Open-source implementation of the autonomous AI scientist described in Lu et al. (2024). The original paper reported 79.4% accuracy on scientific statements and 7 validated discoveries, but omitted implementation details for 6 critical components. This repository provides those implementations using patterns from the K-Dense ecosystem.
Current state: All 6 gaps implemented. E2E testing in progress with local LLMs via Ollama/LiteLLM. See Project Status for honest assessment of remaining work.
The original Kosmos paper demonstrated results but left critical implementation details unspecified. Analysis in OPEN_QUESTIONS.md identified 6 gaps blocking reproduction:
| Gap | Problem | Severity |
|---|---|---|
| 0 | Paper processes 1,500 papers and 42,000 lines of code per run, exceeding any LLM context window | Foundational |
| 1 | State Manager described as "core advancement" but no schema, storage strategy, or update mechanisms provided | Critical |
| 2 | Strategic reasoning algorithm for generating research tasks completely unstated | Critical |
| 3 | System prompts, output formats, and domain expertise injection mechanisms not specified | Critical |
| 4 | Paper contradicts itself on R vs Python usage; code execution environment not described | High |
| 5 | Paper reports 57.9% interpretation accuracy but quality metrics and filtering criteria not specified | Moderate |
Each gap was addressed using patterns from the K-Dense ecosystem. Detailed analysis in OPENQUESTIONS_SOLUTION.md.
Problem: 1,500 papers + 42,000 lines of code cannot fit in any LLM context window.
Solution: Hierarchical 3-tier compression achieving 20:1 ratio.
- Tier 1: Task-level compression (42K lines -> 2-line summary + statistics)
- Tier 2: Cycle-level compression (10 task summaries -> 1 cycle overview)
- Tier 3: Final synthesis with lazy loading for full content retrieval
Pattern source: kosmos-claude-skills-mcp (progressive disclosure)
Implementation: kosmos/compression/
Problem: Paper's "core advancement" has no schema specification.
Solution: Hybrid 4-layer architecture.
- Layer 1: JSON artifacts (human-readable, version-controllable)
- Layer 2: Knowledge graph (structural queries via Neo4j, optional)
- Layer 3: Vector store (semantic search, optional)
- Layer 4: Citation tracking (evidence chains)
Implementation: kosmos/world_model/artifacts.py
Problem: How does the system generate 10 strategic research tasks per cycle?
Solution: Plan Creator + Plan Reviewer orchestration pattern.
- Plan Creator: Generates tasks with exploration/exploitation ratio (70% early cycles, 30% late cycles)
- Plan Reviewer: 5-dimension scoring (specificity, relevance, novelty, coverage, feasibility)
- Novelty Detector: Prevents redundant analyses across 200 rollouts
- Delegation Manager: Routes tasks to appropriate agents
Pattern source: kosmos-karpathy (orchestration patterns)

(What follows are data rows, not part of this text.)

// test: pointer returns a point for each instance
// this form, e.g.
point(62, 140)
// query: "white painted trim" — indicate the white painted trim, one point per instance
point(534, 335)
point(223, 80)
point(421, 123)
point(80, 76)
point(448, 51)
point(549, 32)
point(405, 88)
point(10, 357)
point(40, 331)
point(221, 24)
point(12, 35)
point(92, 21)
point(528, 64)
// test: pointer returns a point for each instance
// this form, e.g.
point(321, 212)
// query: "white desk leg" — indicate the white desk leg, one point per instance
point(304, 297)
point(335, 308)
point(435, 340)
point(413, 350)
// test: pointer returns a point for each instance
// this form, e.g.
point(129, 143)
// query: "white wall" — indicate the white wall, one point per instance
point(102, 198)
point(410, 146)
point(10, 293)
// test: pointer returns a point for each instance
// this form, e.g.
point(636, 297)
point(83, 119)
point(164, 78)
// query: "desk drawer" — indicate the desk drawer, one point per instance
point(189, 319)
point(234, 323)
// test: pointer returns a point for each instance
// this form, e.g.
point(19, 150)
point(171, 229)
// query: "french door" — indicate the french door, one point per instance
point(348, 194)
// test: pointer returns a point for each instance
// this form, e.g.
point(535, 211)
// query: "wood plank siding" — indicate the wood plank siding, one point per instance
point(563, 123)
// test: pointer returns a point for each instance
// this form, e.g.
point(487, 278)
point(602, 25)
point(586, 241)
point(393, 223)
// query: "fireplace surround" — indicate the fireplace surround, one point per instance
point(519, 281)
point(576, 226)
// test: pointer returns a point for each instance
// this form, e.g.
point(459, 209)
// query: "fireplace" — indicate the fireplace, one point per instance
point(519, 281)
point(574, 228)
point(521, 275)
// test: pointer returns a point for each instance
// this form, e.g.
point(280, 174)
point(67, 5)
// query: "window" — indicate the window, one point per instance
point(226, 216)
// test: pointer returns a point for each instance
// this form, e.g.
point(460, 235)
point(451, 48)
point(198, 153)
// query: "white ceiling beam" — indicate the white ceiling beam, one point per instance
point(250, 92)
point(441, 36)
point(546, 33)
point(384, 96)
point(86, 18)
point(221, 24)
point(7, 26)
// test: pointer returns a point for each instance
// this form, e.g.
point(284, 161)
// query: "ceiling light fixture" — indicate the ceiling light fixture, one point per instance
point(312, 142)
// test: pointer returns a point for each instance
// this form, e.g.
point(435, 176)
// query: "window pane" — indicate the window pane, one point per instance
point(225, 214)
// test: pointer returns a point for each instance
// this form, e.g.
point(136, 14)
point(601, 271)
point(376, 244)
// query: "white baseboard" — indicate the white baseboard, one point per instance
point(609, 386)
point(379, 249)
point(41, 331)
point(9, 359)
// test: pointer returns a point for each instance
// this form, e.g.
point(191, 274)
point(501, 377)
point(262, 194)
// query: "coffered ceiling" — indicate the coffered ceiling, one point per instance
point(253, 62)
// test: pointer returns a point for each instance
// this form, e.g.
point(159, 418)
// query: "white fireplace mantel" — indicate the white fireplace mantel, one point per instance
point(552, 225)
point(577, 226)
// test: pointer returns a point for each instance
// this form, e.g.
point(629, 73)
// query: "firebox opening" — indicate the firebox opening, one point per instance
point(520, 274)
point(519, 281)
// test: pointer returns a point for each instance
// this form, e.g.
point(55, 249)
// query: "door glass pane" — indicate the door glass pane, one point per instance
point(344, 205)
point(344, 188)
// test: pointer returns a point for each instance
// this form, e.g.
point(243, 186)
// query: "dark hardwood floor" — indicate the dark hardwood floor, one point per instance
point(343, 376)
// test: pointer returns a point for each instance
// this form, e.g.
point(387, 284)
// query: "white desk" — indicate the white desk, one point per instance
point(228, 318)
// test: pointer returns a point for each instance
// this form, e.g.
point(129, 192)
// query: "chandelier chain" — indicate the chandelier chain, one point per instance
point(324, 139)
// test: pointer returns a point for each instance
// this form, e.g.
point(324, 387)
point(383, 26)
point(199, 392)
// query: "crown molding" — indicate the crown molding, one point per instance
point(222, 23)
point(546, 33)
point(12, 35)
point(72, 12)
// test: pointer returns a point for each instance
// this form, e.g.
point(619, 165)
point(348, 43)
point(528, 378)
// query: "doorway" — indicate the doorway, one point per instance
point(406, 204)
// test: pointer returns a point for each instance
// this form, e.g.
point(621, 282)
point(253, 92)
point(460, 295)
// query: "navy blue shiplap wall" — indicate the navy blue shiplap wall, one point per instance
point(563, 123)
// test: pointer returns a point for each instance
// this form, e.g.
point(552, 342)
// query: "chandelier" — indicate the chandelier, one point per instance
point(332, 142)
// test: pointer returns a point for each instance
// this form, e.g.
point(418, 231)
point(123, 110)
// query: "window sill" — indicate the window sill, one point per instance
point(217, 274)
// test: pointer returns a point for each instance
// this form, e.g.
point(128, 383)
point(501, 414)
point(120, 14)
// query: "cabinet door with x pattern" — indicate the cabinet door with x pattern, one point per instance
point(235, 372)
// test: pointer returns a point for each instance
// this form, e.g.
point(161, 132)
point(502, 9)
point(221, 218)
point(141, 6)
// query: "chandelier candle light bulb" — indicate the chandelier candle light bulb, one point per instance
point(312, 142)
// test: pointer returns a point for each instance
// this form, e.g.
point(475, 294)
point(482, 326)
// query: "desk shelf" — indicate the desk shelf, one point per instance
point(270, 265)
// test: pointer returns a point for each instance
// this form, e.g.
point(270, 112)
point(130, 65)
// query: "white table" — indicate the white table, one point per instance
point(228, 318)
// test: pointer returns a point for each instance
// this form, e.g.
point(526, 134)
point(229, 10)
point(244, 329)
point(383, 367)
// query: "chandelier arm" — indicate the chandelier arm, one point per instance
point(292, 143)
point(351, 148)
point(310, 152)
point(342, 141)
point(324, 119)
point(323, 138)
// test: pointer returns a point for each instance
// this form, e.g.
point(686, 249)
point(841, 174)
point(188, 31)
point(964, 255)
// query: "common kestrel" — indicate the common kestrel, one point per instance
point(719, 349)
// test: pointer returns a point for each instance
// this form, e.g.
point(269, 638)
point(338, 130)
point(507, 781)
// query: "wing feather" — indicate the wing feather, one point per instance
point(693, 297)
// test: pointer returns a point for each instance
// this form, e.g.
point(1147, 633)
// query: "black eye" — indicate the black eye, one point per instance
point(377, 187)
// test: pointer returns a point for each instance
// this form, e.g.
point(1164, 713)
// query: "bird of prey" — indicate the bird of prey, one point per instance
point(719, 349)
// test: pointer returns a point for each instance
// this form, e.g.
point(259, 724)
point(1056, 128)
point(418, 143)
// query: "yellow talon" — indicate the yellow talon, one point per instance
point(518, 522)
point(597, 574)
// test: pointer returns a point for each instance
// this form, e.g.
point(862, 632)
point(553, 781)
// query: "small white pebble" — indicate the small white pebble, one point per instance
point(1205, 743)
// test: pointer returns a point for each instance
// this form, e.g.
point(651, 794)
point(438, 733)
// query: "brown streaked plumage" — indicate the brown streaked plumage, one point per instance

Implementation: kosmos/orchestration/ (1,949 lines across 6 files)
Problem: How are domain-specific capabilities injected into agents?
Solution: Skill loader with 566 domain-specific scientific prompts auto-loaded by domain matching.
Pattern source: kosmos-claude-scientific-skills (566 skills)
Implementation: kosmos/agents/skill_loader.py
Skills submodule: kosmos-claude-scientific-skills/
Problem: Paper contradicts itself on R vs Python. No execution environment described.
Solution: Docker-based Jupyter sandbox with:
- Container pooling for performance (pre-warmed containers)
- Automatic package resolution and installation
- Resource limits (memory, CPU, timeout)
- Security constraints (network isolation, read-only rootfs, dropped capabilities)
This was the final gap implemented. The execution environment is now production-ready pending Docker availability.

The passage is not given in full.